Toxicité buccale des médicaments

Une origine médicamenteuse des symptômes endobuccaux sont rarement évoqués.

22/02/2017

« Il faut déterminer le médicament inducteur et demander sa substitution »

Interview

Et si c’était un médicament ? De nombreux symptômes buccaux peuvent être induits par des médicaments. L’imputabilité potentielle d’un traitement reste néanmoins trop rarement évoquée en pratique clinique. Rencontre avec les auteurs de Toxicités buccales des médicaments.

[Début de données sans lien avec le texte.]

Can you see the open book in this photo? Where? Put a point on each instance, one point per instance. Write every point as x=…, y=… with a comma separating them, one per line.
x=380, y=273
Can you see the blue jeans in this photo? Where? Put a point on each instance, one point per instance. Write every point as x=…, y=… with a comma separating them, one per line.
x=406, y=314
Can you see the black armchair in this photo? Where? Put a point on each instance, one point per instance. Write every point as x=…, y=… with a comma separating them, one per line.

Vous venez de publier un ouvrage consacré à la toxicité buccale de certains médicaments : pensez-vous que les chirurgiens-dentistes ne soient pas assez sensibilisés à cette question ?
Devant un symptôme endobuccal, une origine médicamenteuse reste encore, en pratique, rarement évoquée. Et la multiplicité des nouvelles thérapeutiques rend la tâche encore plus difficile !

Tous les effets indésirables des médicaments n’ont pas la même incidence, quels sont ceux que le chirurgien-dentiste est susceptible de voir le plus couramment ?
Les réactions lichénoïdes, la xérostomie ou la dysgueusie sont sans doute les toxicités orales auxquelles le chirurgien-dentiste peut être le plus fréquemment confronté. Une origine médicamenteuse doit être systématiquement évoquée dans ce contexte.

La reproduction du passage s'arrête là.